Si zittì Annalisa, l’aula andò in subbuglio, i lampi di magnesio si consumarono. Il tribunale nominò alcuni luminari per verificare il racconto della donna che in seguito fu sottoposta ad indagini scientifiche. Toccò anche ad Enrico di sottoporsi ad indagine e a tutti gli altri. In aula, dopo qualche mese un docente universitario, a capo dell’equipe nominata dalla corte, relazionò che Annalisa era in grado di usare l’ipnosi così come aveva testimoniato, e che tutti i soggetti in ipnosi erano stati indotti a modificare la percezione del mondo esterno; tutti avevano percepito stimoli che in realtà non c’erano, distorcendo percezioni di stimoli effettivamente esistenti, modificando il vissuto sensoriale. Requisitoria dell’accusa e arringhe delle varie difese, durarono parecchi giorni.
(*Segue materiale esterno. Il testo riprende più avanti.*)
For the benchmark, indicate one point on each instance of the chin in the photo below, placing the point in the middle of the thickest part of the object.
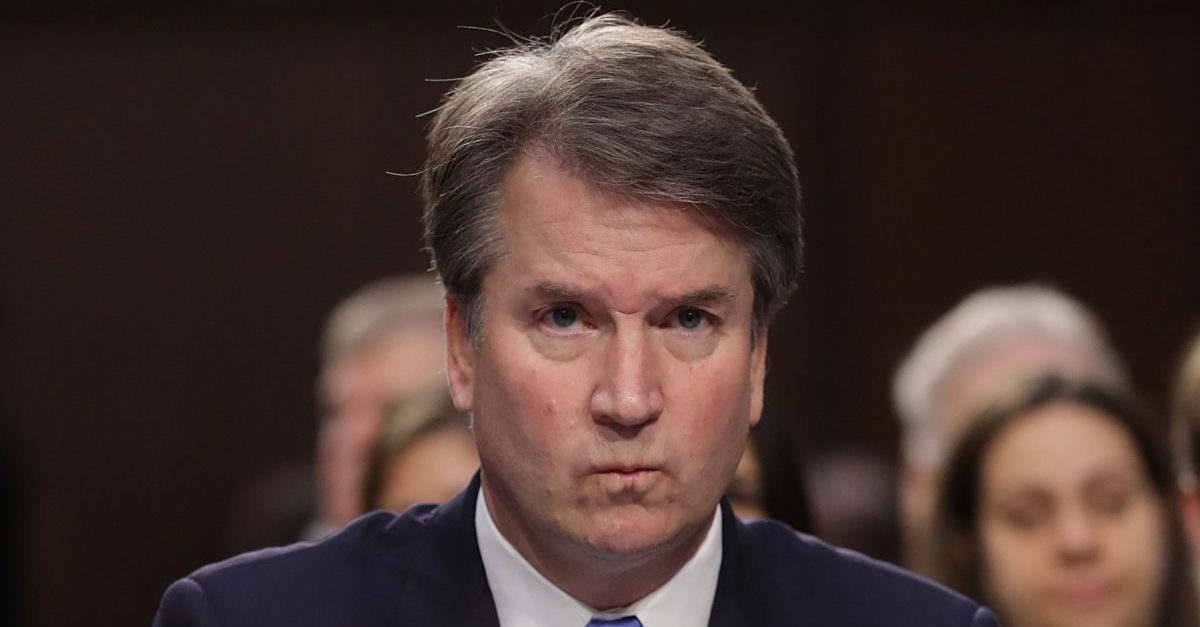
(631, 531)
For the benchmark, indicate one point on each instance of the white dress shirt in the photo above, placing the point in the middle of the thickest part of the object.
(526, 598)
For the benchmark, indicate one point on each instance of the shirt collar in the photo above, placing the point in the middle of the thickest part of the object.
(526, 598)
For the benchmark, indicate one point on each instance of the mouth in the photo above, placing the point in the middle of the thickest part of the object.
(625, 470)
(1086, 593)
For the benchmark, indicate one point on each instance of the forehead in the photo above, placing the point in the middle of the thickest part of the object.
(553, 222)
(1059, 447)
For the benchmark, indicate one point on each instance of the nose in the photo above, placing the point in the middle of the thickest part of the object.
(1077, 536)
(628, 394)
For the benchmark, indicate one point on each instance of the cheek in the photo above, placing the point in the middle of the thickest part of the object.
(1139, 544)
(532, 406)
(1013, 567)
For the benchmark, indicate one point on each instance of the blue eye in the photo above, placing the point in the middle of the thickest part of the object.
(563, 317)
(690, 318)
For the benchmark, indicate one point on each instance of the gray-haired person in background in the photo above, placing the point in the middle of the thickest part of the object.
(616, 220)
(382, 346)
(1186, 441)
(993, 339)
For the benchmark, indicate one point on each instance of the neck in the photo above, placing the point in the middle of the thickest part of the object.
(598, 578)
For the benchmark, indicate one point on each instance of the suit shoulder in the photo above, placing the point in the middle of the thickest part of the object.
(839, 586)
(311, 583)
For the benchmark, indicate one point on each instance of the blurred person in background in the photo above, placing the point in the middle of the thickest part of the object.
(1057, 509)
(767, 482)
(993, 339)
(382, 346)
(424, 454)
(1186, 440)
(852, 500)
(616, 220)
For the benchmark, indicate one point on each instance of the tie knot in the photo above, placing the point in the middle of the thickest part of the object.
(624, 621)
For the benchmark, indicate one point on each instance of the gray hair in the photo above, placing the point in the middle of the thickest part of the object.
(982, 323)
(633, 109)
(1186, 417)
(377, 310)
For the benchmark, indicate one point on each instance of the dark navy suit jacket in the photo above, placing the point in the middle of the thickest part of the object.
(423, 568)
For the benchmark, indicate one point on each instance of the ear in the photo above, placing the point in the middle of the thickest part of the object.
(460, 358)
(757, 374)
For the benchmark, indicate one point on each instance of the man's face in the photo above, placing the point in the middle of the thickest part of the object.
(616, 381)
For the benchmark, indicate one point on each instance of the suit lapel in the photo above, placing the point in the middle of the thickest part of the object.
(727, 602)
(445, 581)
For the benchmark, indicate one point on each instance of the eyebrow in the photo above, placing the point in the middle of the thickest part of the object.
(713, 293)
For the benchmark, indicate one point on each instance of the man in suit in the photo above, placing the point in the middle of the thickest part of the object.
(616, 220)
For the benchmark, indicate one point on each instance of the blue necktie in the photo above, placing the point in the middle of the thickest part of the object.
(624, 621)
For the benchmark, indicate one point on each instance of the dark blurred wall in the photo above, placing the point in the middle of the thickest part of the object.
(185, 192)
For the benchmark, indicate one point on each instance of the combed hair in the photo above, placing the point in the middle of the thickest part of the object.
(985, 320)
(635, 111)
La corte sentenziò l’assoluzione di tutti, tranne quella di Annalisa che venne condannata per traffico di droga e per induzione al suicidio. Una sentenza che toglieva ogni dubbio, ma che non faceva ritornare indietro nel tempo. Due anni e passa di processo, Manuela ed Enrico non erano la stessa coppia felice di prima, mentre la figliola si apprestava a finire il liceo. Sul lavoro il fisico non fu della stessa diligenza e solerzia, il processo l’aveva distolto e la sua carriera anziché progredire si era fermata. La stampa era stata un rullo compressore, aveva schiacciato tutti, aveva pesato anche sul morale di Manuela, ed anche lei pagava un prezzo in azienda. La famigliola si rinchiuse nel silenzio, non più rapporti sociali, non più cene con gli amici, e quando la figlia chiese di andare per le ferie a trovare i nonni in Puglia e in Sicilia, le fu proposto di andare da sola. Era finita quella famiglia? Bisognava che qualcuno si decidesse all’inversione di rotta. Col senso pratico che si ritrovano le donne e che manca agli uomini, Emanuela prese in mano il timone e virò di bordo, cominciò ad invitare gli amici a cena, acquistò tre abbonamenti a teatro, cambiò disposizione dei mobili, poi sedette davanti ad Enrico:

-             Da oggi ricominciamo ad essere quelli che eravamo, dimentichiamo la vicenda e         facciamo         si che nostra figlia non abbia a soffrire per qualcosa che non conosce!  

Si alzò, abbracciò Enrico e lo baciò, aspettarono il rientro della figlia e si recarono in una pizzeria in aperta campagna, e risero per lo stupore della ragazza, abituata a frequentare ristoranti rinomati.